Incluso el emperador Augusto tuvo que justificar su divorcio de Escribonia. Con elegancia retorcida dijo que se divorciaba de ella “hastiado del desarreglo de sus costumbres”. La inglesa Tini Owens, de 68 años, no tuvo igual fortuna, pues, aunque en casi todo Occidente hoy uno se puede divorciar porque sí, porque le da la gana, sin aducir otra causa que la propia voluntad, en Reino Unido esas leyes están obsoletas y el cándido argumento de la demandante –que era “infeliz” en su matrimonio– no convenció al Tribunal Supremo.
Peor el extremo de los musulmanes de la India: para divorciarse basta con que el marido le diga “¡Te repudio!” tres veces seguidas a su mujer. Sin embargo, el mismo Mahoma fue más comedido. Cuando se rumoreó que Aisha le había sido infiel (era 45 años menor que él y una noche dizque se perdió por el camino y apareció a la mañanita dizque rescatada por el joven Safwan), Mahoma no quiso creerlo y estableció que, para probar un adulterio, debían presentarse nada menos que cuatro testigos varones y lengüilargos.
Espurio Carvilio fue el primer romano que se divorció de su mujer. Adujo infecundidad. Y a una espartana, en aras de la nulidad matrimonial, le preguntaron si había tenido relaciones íntimas con su marido: “Yo no, sino él conmigo”. Si la pobre Tini Owens se hubiese leído la primera frase de Ana Karenina (“Todas las familias felices se parecen; las desdichadas lo son cada una a su modo”), quizás habría aducido un modo más específico de su desdicha, puesto que querer divorciarse alegando infelicidad es tan redundante como pedir un préstamo aduciendo falta de dinero. Tini dijo que su matrimonio estaba “roto y sin amor”. Pero su marido con cara de señorón flemático inglés dijo que no, que él sí la quería, y que, si ella busca el divorcio, será por alguna aventura amorosa o por aburrimiento.
Ese es otro problema. La gente se confunde con el cuento de la felicidad y entonces culpan al cónyuge. A Sócrates uno le preguntó si era mejor casarse o no casarse: “Cualquiera de las dos cosas que hagas te arrepentirás”. Y Lucrecio cuenta que Dios al ver “que los mortales disponían de casi todo lo necesario, que los poderosos estaban colmados de riquezas, honor y gloria (…), pero que, en su intimidad, nadie dejaba de sentir angustias en su corazón, ni de tener el alma sumida en quejas, comprendió que el mal provenía del vaso mismo y que este corrompía con su mal todo aquello que, recogido fuera, se introducía en él, incluso los bienes”.
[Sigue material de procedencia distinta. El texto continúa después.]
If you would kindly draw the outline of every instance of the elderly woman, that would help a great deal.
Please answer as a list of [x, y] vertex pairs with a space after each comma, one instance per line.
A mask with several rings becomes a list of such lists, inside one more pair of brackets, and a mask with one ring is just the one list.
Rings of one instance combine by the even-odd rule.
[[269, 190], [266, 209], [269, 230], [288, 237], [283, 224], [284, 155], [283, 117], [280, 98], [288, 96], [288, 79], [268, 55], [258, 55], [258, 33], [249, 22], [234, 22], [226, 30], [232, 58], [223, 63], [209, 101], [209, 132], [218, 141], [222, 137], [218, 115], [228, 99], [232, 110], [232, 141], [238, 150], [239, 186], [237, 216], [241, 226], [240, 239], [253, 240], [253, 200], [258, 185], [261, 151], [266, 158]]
Pero, por más infelicidad congénita, cuando ya es que no, es que no. Mira la Sofía de Tom Jones: “No me molestes. Te digo que no me ocurre nada. ¡Dios mío!, ¿por qué habré nacido?”. Y Ana Karenina, enamorándose de contrabando del joven Vronski en Moscú, cuando volvió a San Petersburgo y se bajó del tren al primero que vio a lo lejos fue a su marido: “¡Ah, Dios mío! ¿Por qué tendrá esas orejas?”.
Más frenos tiene una canoa. Mejor que Mr. Owens firme ya esos benditos papeles y se relaje oyendo a la Orquesta Aragón.